Les maisons fissurées incarnent le dérèglement climatique dans sa réalité la plus tangible, la plus proche, la plus quotidienne. Si elles sont moins spectaculaires que les incendies géants ou les inondations qui suscitent émotion et solidarité de toute la nation, les sécheresses et les fissures qu'elles provoquent sont une réalité quotidienne et invivable. Avec la multiplication des premières, en été comme en hiver, le phénomène risque de s'aggraver. Il n'est plus temps de se demander s'il faut agir face au dérèglement climatique et à ses conséquences ; il faut se demander comment le faire.
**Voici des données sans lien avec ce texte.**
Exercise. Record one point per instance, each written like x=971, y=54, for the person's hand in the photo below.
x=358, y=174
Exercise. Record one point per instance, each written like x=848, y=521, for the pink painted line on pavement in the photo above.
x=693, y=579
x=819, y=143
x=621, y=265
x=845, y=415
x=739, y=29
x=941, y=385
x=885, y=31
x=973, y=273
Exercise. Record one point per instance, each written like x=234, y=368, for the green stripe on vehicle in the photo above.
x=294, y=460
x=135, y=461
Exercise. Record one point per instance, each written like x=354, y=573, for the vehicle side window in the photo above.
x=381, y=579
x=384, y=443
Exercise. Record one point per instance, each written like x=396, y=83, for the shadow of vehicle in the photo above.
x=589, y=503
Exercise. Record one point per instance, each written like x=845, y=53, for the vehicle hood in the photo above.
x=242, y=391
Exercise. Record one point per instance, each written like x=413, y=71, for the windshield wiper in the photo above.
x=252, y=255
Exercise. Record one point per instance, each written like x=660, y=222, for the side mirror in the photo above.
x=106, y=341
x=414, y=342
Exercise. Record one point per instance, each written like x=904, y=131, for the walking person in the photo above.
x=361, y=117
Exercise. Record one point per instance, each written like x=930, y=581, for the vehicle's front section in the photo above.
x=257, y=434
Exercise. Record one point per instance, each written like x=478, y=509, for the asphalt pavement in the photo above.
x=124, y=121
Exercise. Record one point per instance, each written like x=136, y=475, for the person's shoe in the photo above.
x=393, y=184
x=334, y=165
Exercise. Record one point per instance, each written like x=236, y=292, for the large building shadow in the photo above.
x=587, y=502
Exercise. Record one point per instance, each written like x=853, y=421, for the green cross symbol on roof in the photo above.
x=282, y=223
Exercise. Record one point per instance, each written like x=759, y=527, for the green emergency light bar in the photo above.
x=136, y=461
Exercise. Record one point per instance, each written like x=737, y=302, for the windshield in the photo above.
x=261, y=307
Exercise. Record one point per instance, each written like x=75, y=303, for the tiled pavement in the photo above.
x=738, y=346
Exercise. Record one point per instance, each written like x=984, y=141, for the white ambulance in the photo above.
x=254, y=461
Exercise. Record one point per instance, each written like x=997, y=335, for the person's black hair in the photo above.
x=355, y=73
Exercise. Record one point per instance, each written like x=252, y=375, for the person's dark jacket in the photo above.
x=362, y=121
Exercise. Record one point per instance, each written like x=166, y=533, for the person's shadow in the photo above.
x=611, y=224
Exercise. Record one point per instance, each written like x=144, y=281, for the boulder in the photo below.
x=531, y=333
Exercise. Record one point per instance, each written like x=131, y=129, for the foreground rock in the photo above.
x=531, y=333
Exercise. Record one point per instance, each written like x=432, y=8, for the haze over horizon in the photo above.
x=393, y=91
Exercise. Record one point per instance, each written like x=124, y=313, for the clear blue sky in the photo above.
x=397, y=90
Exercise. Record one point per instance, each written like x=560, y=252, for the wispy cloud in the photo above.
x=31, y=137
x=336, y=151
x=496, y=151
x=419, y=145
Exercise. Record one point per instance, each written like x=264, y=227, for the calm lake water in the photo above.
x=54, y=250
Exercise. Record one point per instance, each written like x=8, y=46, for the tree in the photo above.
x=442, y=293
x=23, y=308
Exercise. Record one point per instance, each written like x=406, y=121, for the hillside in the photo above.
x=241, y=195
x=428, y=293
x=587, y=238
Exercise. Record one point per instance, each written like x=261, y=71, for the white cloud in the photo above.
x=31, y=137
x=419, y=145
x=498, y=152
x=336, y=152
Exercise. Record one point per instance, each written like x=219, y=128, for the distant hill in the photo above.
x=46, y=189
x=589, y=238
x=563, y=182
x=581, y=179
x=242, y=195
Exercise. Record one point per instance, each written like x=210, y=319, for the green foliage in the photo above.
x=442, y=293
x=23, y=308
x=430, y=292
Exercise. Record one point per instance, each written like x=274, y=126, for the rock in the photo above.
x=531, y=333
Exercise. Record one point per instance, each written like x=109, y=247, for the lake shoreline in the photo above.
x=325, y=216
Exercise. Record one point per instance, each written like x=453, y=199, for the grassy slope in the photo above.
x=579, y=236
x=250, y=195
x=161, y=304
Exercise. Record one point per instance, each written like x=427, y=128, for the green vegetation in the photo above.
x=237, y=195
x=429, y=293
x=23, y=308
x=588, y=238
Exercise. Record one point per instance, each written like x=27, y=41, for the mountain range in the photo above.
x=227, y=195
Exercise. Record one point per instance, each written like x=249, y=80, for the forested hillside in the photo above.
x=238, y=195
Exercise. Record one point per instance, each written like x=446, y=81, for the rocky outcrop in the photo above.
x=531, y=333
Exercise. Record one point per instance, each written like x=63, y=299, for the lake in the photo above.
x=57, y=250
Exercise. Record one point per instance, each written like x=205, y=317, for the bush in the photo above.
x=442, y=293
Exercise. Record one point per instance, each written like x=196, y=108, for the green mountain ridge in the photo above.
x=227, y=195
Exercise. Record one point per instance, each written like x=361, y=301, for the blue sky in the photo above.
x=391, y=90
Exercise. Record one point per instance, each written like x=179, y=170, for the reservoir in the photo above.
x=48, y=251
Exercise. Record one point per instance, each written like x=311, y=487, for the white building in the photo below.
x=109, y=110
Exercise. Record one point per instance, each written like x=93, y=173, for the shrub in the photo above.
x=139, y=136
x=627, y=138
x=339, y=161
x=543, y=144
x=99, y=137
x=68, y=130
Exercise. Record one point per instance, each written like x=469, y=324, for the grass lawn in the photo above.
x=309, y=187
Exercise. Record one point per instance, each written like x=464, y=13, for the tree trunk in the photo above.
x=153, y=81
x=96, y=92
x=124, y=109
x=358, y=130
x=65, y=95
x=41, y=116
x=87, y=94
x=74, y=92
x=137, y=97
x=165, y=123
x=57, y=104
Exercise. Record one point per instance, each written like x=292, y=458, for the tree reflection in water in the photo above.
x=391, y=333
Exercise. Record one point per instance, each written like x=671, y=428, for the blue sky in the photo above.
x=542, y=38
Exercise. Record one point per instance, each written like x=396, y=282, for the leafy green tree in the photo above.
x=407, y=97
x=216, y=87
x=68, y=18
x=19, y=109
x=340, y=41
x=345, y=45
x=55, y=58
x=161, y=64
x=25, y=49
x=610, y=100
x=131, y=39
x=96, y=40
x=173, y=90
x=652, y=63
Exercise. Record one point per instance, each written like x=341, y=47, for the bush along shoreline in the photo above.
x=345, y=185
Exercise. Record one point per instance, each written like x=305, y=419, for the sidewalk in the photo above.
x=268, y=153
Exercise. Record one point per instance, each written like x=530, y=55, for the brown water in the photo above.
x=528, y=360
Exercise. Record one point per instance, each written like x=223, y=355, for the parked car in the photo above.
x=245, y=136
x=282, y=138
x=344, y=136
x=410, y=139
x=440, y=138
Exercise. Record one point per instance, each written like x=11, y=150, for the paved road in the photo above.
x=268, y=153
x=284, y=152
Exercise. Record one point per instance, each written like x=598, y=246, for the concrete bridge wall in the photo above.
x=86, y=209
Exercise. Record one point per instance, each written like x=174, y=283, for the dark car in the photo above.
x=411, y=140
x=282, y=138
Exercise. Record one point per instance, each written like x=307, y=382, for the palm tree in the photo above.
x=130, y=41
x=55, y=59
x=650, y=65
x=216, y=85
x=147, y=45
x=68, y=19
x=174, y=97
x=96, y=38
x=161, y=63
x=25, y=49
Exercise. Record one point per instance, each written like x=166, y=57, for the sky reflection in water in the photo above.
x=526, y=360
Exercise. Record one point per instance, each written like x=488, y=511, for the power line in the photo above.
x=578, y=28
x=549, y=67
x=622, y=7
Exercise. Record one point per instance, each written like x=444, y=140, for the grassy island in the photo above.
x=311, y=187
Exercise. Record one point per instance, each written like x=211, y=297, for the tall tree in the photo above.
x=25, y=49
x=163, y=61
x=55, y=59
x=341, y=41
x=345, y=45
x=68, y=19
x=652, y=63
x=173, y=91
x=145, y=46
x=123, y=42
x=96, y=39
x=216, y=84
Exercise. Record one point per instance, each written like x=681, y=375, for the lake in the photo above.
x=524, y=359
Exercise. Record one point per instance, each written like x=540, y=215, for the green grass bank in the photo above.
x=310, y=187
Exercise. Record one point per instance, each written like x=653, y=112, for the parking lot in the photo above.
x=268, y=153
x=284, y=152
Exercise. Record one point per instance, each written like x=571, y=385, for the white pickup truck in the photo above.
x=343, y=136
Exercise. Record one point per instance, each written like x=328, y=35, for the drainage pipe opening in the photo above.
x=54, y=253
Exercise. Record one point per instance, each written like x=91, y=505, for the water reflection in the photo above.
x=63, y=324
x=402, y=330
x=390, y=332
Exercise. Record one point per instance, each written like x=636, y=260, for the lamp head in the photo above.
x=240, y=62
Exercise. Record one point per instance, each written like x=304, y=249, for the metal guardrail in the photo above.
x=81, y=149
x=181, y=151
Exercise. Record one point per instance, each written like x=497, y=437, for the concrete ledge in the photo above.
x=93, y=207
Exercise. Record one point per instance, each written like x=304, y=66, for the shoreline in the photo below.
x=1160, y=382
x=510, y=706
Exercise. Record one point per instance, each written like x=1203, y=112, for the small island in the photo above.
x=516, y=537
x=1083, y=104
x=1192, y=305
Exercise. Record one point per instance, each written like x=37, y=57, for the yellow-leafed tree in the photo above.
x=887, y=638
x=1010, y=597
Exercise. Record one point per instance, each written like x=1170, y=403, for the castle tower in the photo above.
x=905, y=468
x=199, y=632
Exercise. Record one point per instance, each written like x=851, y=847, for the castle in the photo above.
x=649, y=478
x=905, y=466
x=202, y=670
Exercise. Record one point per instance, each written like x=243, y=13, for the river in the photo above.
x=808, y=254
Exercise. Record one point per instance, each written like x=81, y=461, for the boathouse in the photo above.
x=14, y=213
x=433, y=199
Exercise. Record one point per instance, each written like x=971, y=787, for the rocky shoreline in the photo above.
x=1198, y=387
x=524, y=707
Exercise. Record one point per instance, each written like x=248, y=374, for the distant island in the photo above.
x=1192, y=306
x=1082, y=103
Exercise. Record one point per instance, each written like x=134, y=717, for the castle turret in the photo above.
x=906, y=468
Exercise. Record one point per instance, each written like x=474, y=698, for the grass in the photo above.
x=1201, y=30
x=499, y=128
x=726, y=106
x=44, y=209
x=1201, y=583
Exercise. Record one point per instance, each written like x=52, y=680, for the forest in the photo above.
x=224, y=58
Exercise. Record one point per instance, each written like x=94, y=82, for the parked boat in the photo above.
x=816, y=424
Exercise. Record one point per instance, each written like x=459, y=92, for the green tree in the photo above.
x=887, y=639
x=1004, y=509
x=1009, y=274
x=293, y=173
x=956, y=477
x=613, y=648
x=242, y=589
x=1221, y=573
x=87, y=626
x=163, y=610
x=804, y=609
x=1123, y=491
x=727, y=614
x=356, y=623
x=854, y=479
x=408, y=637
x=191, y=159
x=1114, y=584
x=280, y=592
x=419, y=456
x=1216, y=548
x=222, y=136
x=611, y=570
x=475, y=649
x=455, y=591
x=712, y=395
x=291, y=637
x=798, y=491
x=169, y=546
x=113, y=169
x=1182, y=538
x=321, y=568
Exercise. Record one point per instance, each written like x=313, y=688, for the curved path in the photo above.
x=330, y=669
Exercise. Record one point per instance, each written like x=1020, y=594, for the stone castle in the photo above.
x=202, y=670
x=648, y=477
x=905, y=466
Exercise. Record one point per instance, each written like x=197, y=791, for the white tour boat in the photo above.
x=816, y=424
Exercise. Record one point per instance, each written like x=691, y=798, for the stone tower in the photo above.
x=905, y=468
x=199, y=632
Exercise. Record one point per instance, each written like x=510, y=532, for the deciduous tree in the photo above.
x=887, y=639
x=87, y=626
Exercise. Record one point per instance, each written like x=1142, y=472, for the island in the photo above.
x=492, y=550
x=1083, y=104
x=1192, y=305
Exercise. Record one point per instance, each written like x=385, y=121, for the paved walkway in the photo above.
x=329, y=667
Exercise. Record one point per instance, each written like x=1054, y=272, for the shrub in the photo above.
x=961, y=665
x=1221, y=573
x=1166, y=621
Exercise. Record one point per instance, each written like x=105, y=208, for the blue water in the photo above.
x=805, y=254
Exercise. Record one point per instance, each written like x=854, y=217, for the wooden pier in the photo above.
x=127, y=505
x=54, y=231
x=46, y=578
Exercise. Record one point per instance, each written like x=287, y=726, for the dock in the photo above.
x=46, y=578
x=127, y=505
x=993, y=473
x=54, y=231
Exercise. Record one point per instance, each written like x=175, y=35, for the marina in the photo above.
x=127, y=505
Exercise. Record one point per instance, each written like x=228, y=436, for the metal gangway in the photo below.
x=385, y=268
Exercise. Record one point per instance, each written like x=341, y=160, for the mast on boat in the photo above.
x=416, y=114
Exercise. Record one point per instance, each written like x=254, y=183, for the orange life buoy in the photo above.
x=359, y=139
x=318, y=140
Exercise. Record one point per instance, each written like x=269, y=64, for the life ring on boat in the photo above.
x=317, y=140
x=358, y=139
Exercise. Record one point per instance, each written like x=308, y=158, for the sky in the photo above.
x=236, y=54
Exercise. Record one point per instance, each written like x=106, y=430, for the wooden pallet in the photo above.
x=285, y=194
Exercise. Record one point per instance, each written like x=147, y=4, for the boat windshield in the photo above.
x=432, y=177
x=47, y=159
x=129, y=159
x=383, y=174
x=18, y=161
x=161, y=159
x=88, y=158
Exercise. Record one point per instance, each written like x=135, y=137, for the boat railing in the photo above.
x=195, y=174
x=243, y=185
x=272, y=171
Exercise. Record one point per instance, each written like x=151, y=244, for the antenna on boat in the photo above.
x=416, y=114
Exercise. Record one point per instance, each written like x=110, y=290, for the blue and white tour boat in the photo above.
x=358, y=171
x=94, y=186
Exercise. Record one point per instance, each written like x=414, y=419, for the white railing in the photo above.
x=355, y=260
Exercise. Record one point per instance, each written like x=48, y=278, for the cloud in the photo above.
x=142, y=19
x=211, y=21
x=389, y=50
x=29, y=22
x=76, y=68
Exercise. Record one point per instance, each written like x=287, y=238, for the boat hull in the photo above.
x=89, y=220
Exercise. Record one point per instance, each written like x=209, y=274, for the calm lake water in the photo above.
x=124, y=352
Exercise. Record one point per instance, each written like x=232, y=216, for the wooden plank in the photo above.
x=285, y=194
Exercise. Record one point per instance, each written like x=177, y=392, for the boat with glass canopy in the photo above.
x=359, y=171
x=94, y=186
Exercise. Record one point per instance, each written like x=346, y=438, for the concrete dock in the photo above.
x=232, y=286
Certes, le RGA est pris en charge par la garantie Cat nat. Mais, entre l'apparition des premières fissures et l'indemnisation des sinistrés, c'est un véritable parcours du combattant ! Pour bénéficier d'une indemnisation, la personne habitant une maison fissurée doit être domiciliée dans une commune où l'état de catastrophe naturelle a été reconnu. Les critères de reconnaissance sont complexes, et ne tiennent pas compte des réalités locales. Ainsi, dans la Sarthe, seules 25 % des communes concernées ont été reconnues, et c'est le cas d'à peine plus de 12 % des communes françaises.

Les délais de traitement sont particulièrement longs. Par exemple, les demandes de reconnaissance déposées par douze communes sarthoises en 2020 et 2021 ont été traitées dans l'arrêté interministériel du 21 février 2023, soit trois ans plus tard ! Pire, ce dernier ne reconnaît qu'une seule des communes. La réforme de ces critères en 2019 n'a pas amélioré la situation, et la Cour des comptes dénonce un régime inéquitable, inadapté et non soutenable.

Dans le cas où la commune obtient la reconnaissance de l'état de Cat nat, l'indemnisation n'est pas garantie : seuls la moitié des dossiers déposés bénéficient ainsi d'une indemnisation. De la constatation des premières fissures à l'indemnisation, ce sont des mois, voire des années, qui peuvent s'écouler, laissant les vies des habitants en suspens pendant que les fissures s'aggravent de jour en jour, et que le coût des réparations grimpe.

L'ordonnance du 8 février 2023, qui révise le mode de prise en charge des dégâts causés par le RGA, ne résout pas le problème. Elle est au contraire source d'inquiétudes, car elle réserve les indemnisations aux sinistres les plus graves et exclut les dommages non structurels. Un rapport sénatorial de février 2023 s'inquiète de ce que le Gouvernement ne prévoie pas de hausse du niveau de franchise pour consolider l'équilibre financier du régime, ce qui fait porter le poids des ajustements aux seuls assurés.

La proposition de loi est une étape essentielle pour remédier à cette situation et répondre aux demandes de millions de sinistrés. Il est urgent de modifier les critères de reconnaissance de l'état de catastrophe naturelle sécheresse afin d'augmenter le nombre de communes reconnues au titre du RGA. Ce texte comporte des avancées notables, comme la prise en compte des variations d'humidité des sols et la présomption que la cause déterminante des dommages est le RGA lorsque l'état de Cat nat est reconnu. Le groupe LFI – NUPES salue également les mesures visant à rééquilibrer la relation entre assuré et assureur, et à améliorer le relogement des sinistrés.

La question des maisons fissurées concerne tous les députés. Des millions de personnes nous regardent. Elles réclament que nous placions l'intérêt général au-dessus des jeux, des postures politiques et des intérêts des assurances.